Most first-time home buyers are surprised at just how easy it is to afford a home— you may even be paying less for your mortgage each month than your monthly rent… Cha-Ching! With rents on the rise coupled with historically low interest rates, there’s never been a better time to explore the rent vs. buy conversation. Are you ready to take the plunge?
Are you tired of wasting money on rent?
Remember Monica’s apartment from Friends? Of course you do … unless you were asleep during the 90’s. Gone are the luxuries of rent-controlled apartments; in fact, according to a recent report released by Apartments List, the national average for rent is increasing by a staggering 2.9 percent each year. And here’s some not so lucky news for those of us residing in North Carolina: the same study found that rents here are increasing at even more dramatic rates — 4.4 percent — in several major cities including Charlotte and Raleigh. To add insult to injury, a recent report from Realtrac found that, for the majority of the country, buying is much cheaper than renting. As Ricky Ricardo used to say, “Aye Yai Yai!”

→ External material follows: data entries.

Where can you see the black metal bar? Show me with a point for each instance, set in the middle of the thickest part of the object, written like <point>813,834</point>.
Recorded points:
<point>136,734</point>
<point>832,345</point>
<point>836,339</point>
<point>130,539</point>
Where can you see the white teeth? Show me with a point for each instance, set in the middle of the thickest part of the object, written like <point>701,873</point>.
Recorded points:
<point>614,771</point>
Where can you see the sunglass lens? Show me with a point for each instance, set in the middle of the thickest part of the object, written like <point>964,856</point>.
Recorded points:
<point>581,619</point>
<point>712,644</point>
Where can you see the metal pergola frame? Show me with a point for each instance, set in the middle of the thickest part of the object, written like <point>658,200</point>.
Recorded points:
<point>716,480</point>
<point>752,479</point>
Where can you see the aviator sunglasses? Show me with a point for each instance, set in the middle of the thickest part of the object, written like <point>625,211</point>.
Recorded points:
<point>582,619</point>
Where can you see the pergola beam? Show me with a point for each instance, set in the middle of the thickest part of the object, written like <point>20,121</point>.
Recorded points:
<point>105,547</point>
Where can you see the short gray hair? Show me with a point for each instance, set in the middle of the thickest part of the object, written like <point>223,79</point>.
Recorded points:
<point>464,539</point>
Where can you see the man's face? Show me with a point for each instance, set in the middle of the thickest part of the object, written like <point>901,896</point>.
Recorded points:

Delaying the purchase of a home has been touted as one of the biggest financial mistakes you can make; statistics show that the average homeowner is 38 times wealthier than a renter. How’s that, you ask? When you stop paying your landlord’s mortgage and start paying yours, you start building a little nest egg fondly referred to as equity— and that, my friends, is how you truly build wealth.
Where are you financially?
Buying a home is a big investment, so lenders will want to know you can handle your new mortgage payment comfortably. But here’s some good news: the days of requiring that hefty 20 percent down payment are long gone. If you can’t scrounge up the cash, don’t sweat it— a whopping 65 percent of first-time home buyers are purchasing homes with less than six percent down. “If you have a steady income, a good credit score and at least a small amount of savings, you may be in the position to buy with very little down,” says Vice President of Loan Origination at Allen Tate Mortgage, Lisa Green.
How long do you plan to stay?
Before thinking about purchasing a home, it’s a good idea to evaluate where you are in life. Pretty deep, right? Philosophical ponderings aside, take this opportunity to think about where you see yourself in the next three to five years.
Are you happy in the city you’re in? Do you have a stable job you see yourself content to stay with for a while? Can you see yourself potentially relocating for work in the foreseeable future?
These are all questions to take into consideration as you think about purchasing a home. Chances are, you’ve most likely heard your parents refer to a home as an “investment” — meaning the longer you stay, the more equity you build, which positively contributes to your overall net worth. All of this to say, if you aren’t planning to stay put at least two years, your best bet is likely to keep renting until your circumstances change.
Ready to stop missing out on tax benefits?
Writing a big fat check to Uncle Sam each April is certainly no picnic, especially for renters. As a homeowner, you’ll have at least one reason not to dread April 15 each year when you take advantage of tax deductions available only to homeowners.
“The largest tax break available to homeowners is directly tied to the monthly payment they’ve made each month. For most, a significant portion of their total amount due goes towards interest,” says Green.
All of that interest is tax-deductible! Isn’t that… interesting?!? Most homeowners find that, in order to claim the most deductions, they have to make the move from the delightfully simple 1040EZ to taking an itemized approach using Schedule A. No worries here though, as many homeowners are happy to do a little extra work to see their bank accounts rise. Of course, you’ll need to make sure to talk with your tax professional to help you with this process.